Pakistan’s options are few and not very promising. (1) Continue to mount a diplomatic offensive in support of the Kashmiri people and adhere to the principled position of the right of self-determination for the people of Kashmir. Given the concatenation of international opinion and stances though, this is likely to reap limited gains, if any. (2) Raising the stakes through increased support to jihadi groups fighting in IHK to raise the temperature to a point where the big powers are compelled to intervene, a risky strategy that risks not just a catastrophic war with India but having the Financial Action Task Force (FATF) noose tightened round our necks. The hopes for an international intervention not only point to Pakistan’s despair at bilateral solutions based on the track record, they also reflect (as does the loud chest thumping) an air of desperation in the face of Modi’s relentless pursuit of a ‘final solution’ to the Kashmir conundrum. Even were such an international intervention to take place, it is unlikely to disturb the new ‘facts on the ground’ created by Modi’s move, which include the bifurcation of IHK into Jammu and Kashmir under Governor’s rule with the prospect of the resurrection of a legislative Assembly at some point, and Ladakh under direct rule from New Delhi without any Assembly at all. China’s concern about the unilateral upsetting of the status quo by India cannot be separated from its border dispute/s with India, particularly related to the Chinese-controlled Aksai Chin area of the historical state of Jammu and Kashmir. (3) All-out war, with its horrendous possibility of escalation to a nuclear exchange, is simply unthinkable. For this reason alone perhaps the big powers will seek to cool down the state of affairs but not go beyond that.

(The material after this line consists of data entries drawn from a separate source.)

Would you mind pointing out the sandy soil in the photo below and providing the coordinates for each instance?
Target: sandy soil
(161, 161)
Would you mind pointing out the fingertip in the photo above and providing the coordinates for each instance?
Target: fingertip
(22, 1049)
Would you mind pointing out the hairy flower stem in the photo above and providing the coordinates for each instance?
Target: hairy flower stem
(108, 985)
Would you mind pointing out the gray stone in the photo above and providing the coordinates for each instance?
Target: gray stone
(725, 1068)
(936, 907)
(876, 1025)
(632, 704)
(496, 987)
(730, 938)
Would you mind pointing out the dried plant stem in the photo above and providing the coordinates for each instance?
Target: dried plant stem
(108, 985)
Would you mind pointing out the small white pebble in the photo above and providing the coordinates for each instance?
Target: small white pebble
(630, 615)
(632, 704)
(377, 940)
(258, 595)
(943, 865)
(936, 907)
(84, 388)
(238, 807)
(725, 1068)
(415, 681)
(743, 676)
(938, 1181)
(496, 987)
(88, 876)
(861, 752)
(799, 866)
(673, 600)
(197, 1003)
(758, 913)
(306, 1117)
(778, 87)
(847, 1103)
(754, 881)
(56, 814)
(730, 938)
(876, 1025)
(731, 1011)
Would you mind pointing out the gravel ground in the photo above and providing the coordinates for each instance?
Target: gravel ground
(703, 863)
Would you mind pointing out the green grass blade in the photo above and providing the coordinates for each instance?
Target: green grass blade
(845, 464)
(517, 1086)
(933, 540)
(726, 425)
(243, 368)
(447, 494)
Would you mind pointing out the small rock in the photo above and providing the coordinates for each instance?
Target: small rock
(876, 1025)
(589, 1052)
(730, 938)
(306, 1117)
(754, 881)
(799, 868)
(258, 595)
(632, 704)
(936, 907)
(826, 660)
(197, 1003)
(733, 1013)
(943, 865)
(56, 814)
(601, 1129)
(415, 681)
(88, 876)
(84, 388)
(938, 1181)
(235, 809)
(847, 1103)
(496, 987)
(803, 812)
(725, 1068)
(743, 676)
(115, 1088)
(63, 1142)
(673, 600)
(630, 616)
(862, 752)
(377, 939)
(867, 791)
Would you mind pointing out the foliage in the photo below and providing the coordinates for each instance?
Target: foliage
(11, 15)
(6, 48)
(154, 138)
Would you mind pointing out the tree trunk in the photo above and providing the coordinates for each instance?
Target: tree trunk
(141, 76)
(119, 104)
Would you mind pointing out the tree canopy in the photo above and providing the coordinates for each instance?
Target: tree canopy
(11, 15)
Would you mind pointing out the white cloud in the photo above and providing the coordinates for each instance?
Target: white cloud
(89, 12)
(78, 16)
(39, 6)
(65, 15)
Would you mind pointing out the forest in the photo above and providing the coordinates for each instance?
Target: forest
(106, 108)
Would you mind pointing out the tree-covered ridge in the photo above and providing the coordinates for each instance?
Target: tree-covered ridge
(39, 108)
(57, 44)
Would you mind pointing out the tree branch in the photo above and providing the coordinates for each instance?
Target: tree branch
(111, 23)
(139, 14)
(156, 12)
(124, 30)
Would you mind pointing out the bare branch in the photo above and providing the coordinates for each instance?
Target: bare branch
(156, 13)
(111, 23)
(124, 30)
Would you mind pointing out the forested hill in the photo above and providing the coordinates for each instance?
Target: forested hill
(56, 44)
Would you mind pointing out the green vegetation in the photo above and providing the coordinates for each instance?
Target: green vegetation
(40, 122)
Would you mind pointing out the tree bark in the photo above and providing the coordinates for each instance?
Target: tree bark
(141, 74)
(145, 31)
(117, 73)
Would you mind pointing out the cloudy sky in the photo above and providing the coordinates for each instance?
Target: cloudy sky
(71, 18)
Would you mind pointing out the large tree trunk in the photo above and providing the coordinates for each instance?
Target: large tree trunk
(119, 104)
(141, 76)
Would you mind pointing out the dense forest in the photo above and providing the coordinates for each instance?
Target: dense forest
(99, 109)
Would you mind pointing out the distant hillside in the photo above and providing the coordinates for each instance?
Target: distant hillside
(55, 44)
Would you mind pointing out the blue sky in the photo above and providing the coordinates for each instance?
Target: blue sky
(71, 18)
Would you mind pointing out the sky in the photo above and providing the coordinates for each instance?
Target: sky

The slim chances of a historic compromise over Kashmir that leaves ‘borders’ unchanged but demilitarises both sides of the Line of Control (LoC) and softens this dividing line to allow people-to-people exchange, contact for divided families, trade and other confidence building measures, logically the only feasible solution to the long running dispute, seem for the foreseeable future dead in the water. In its place, the people of Pakistan (and India) face the prospect of a dreadful ratcheting up of tensions, increased clashes along the LoC and Working Boundary, and anxiety and fear on both sides of the divide about what the future may hold.